Irish airline Ryanair on Monday posted a better-than-expected 550 percent rise in first quarter profit thanks to a large reduction in fuel costs but said its outlook remained cautious for the rest of the year.

Ryanair, one of the world's biggest airlines by market value, said net profit for the three months to June 30 came in at 136.5 million euros ($193.8 million). That compared with 132 million euros on average expected by three analysts surveyed by Reuters.

Thanks to a 13 percent reduction in average fares we grew traffic by 11 percent, a robust performance in a deep recession, when many of our competitors were cutting flights, losing traffic and reporting increased losses, Chief Executive Michael O'Leary said in a statement.

While rivals exposed to the weak premium sector shrink in the face of falling demand, Ryanair is hoping to mop up business from cost-conscious travelers during the global recession.

Ryanair, which started out in 1985 with a 15-seater plane, plans to keep cutting fares aggressively to snatch business from those struggling in the economic downturn, with average fares expected to fall by 20 percent or slightly more this year.

Europe's biggest low-cost airline, which prides itself on its no-frills, bottom-price tickets, reduced profit forecasts toward the lower end of the 200-300 million euros previously guided for the year to March 2010.

That compared to rival airlines BA and Virgin which are both expected to make heavy losses.

O'Leary said Q2 yields -- the industry's main yardstick measuring average revenue per mile per customer -- will be significantly lower than last year, at or slightly above the minus 15 to 20 percent range previously guided for the carrier's key profitable quarter.

Traffic growth is strong but at much weaker yields due to the recession and the impact of tourist tax in Ireland and the UK. We have limited visibility beyond the next two months but expect passengers to be very price sensitive for the rest of the year, O'Leary said.
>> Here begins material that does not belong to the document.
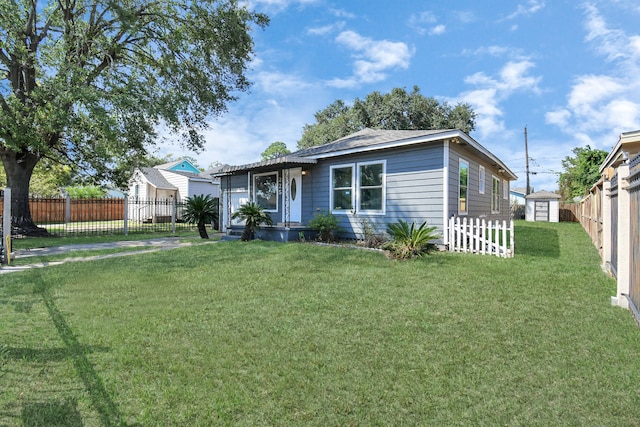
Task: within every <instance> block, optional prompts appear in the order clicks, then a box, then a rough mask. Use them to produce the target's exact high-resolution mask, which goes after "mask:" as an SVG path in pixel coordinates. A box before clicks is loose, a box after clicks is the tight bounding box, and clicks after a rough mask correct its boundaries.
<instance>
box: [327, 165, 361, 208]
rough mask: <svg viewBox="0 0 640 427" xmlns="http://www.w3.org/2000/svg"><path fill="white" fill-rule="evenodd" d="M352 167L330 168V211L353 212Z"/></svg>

The Dublin-based airline, which had already taken a hedge for 90 percent of its fuel needs for the first three quarters of 2010 and 5 percent for Q4, further hedged for 60 percent of fuel for Q4 at an average $610 per ton.

O'Leary, who said Q1 results were distorted by a 42 percent reduction in fuel costs, added that should Ryanair hedge the balance of FY2010 fuel at $620 per ton, it would give full year fuel cost saving of around 460 million euros.